16,再びサンバナの町
「懐かしいよね」
「え、何が?」
サンバナの町に向かう際の道で、ティオが話す。
「あの時、私とティーダで歩いていたら、サンバナ町長さんに出会って」
「ああ、出会いというには、いささか乱暴だったけどな」
「あの頃って、今思えばまだ幸せな方だったのかな」
当時と違い、城国軍に荒らされた南の大地。その影響は、地上の人々だけでなく、自然にも影響していた。
「……そういう、事は、考えない方が良い。なくなったもんは、どんなに嘆いても戻ってはこないんだから」
「ティーダ? うん、そうだね。どうせ同じなくすなら、明るくいきたいよね。――それが難しくもあるんだけどね」
「ま、そうだな」
なくした時の痛み。それとどう付き合っていくのかも、生きている故の課題なのかもしれない。

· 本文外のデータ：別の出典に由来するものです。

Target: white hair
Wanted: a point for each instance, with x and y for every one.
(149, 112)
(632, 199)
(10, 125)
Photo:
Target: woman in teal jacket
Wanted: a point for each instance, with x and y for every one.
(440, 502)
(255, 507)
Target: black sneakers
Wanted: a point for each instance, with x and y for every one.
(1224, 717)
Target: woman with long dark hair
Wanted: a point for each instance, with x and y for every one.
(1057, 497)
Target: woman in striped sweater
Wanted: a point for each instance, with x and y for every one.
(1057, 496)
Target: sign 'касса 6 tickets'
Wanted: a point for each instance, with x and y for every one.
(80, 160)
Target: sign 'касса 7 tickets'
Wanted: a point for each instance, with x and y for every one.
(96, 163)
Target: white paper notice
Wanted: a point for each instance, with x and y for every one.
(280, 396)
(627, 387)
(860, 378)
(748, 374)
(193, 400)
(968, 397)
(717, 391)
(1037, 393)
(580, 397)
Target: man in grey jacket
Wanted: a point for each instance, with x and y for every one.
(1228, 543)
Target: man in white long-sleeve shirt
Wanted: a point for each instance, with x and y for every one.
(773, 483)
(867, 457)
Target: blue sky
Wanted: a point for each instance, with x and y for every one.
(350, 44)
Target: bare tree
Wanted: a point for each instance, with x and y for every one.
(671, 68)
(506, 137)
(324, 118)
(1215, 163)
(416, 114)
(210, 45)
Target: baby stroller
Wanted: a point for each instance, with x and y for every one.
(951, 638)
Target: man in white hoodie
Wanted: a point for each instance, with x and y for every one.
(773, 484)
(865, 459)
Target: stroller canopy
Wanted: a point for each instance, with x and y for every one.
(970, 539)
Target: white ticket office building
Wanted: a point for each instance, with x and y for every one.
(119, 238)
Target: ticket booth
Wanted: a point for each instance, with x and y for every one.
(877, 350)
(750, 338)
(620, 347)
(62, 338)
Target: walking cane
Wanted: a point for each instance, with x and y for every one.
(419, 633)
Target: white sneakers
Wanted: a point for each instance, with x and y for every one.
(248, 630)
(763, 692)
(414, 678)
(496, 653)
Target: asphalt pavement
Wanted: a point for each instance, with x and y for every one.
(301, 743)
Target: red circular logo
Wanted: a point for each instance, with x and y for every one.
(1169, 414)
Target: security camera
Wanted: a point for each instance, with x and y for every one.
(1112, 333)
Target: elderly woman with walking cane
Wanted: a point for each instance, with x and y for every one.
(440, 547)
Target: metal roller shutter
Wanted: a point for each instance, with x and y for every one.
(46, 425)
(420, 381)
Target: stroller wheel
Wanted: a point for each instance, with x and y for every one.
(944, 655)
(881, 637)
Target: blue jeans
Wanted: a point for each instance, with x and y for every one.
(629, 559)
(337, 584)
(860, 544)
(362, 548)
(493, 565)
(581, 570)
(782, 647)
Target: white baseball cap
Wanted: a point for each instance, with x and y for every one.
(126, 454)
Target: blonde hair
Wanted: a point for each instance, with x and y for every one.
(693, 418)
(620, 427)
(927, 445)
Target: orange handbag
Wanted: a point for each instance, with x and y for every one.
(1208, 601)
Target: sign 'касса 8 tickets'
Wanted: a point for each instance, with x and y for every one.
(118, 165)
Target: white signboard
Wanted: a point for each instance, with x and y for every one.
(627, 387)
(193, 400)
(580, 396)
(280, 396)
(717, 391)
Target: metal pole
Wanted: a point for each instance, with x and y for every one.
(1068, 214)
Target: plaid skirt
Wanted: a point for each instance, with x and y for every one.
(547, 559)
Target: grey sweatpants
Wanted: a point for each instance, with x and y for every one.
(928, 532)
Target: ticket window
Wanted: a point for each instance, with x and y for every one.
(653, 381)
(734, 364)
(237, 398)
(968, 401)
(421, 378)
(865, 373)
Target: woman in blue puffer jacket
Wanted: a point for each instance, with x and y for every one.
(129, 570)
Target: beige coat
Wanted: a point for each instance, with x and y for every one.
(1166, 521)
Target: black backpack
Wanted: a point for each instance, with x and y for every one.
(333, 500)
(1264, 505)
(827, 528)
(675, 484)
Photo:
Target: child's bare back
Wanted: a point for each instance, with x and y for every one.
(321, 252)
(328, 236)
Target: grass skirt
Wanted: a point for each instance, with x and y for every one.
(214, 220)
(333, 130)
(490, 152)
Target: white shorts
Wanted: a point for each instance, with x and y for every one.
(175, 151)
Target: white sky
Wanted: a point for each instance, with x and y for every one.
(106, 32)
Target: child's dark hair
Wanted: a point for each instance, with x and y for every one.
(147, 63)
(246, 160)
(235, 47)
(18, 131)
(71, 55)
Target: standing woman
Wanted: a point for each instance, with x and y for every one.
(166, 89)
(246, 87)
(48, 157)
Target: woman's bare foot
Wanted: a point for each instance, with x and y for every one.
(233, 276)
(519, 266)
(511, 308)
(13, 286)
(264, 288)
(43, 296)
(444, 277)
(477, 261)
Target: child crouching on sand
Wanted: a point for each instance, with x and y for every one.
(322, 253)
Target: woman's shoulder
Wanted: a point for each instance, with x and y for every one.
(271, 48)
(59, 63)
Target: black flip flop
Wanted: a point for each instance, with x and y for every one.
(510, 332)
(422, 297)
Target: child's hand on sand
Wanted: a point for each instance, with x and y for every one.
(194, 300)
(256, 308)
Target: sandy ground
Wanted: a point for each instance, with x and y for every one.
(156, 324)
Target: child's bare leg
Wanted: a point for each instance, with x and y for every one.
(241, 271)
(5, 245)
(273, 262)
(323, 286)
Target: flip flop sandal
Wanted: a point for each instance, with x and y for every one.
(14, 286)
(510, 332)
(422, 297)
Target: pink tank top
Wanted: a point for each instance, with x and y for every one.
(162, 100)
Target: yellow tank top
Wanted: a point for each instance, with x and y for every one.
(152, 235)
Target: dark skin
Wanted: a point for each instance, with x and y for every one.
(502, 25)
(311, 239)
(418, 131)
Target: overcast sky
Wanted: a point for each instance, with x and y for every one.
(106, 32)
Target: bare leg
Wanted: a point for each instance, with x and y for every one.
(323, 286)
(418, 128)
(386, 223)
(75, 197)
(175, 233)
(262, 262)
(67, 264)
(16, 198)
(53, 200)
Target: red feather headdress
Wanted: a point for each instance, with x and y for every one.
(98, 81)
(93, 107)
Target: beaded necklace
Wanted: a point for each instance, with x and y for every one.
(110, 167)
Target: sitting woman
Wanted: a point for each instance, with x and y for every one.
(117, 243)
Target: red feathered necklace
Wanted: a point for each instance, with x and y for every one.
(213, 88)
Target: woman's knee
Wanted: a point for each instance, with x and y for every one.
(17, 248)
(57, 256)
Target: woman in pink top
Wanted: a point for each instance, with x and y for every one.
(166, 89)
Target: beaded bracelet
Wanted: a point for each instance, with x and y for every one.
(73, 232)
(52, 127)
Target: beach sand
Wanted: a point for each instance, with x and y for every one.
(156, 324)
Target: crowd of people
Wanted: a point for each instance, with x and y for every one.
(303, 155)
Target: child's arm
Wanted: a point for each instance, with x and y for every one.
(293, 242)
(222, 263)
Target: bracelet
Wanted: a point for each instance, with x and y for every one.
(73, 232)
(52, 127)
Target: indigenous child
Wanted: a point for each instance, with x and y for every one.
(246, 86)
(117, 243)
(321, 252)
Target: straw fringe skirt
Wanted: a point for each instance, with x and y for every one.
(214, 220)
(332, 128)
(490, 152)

「しかし、前々から思ったんだけど、最近は城国兵をあまり見ないな。気配すら感じない」
強いていうならば、何故か旧パーシオンにいた、二人の騎士、リオとクリッパーだ。しかし考えたところで、ティーダに理由がわかるはずもない。
「こっぴどく攻撃してきたからね……きっともう、しばらくは攻撃する必要は無いと思われてるんじゃないかな?」
「そうだと良いが……だが、確かにシュネリ湖付近には、兵士がいたからな。ティオの推理は案外と当たっているかもな」
推理は半分正解、半分不正解といったところだろう。
現に東のエスクード城では、ほとんど兵士を見かけなかった。世界全体で、城国の姿が少なくなっているのだ。では、そうなる要因は何があるのだろうか。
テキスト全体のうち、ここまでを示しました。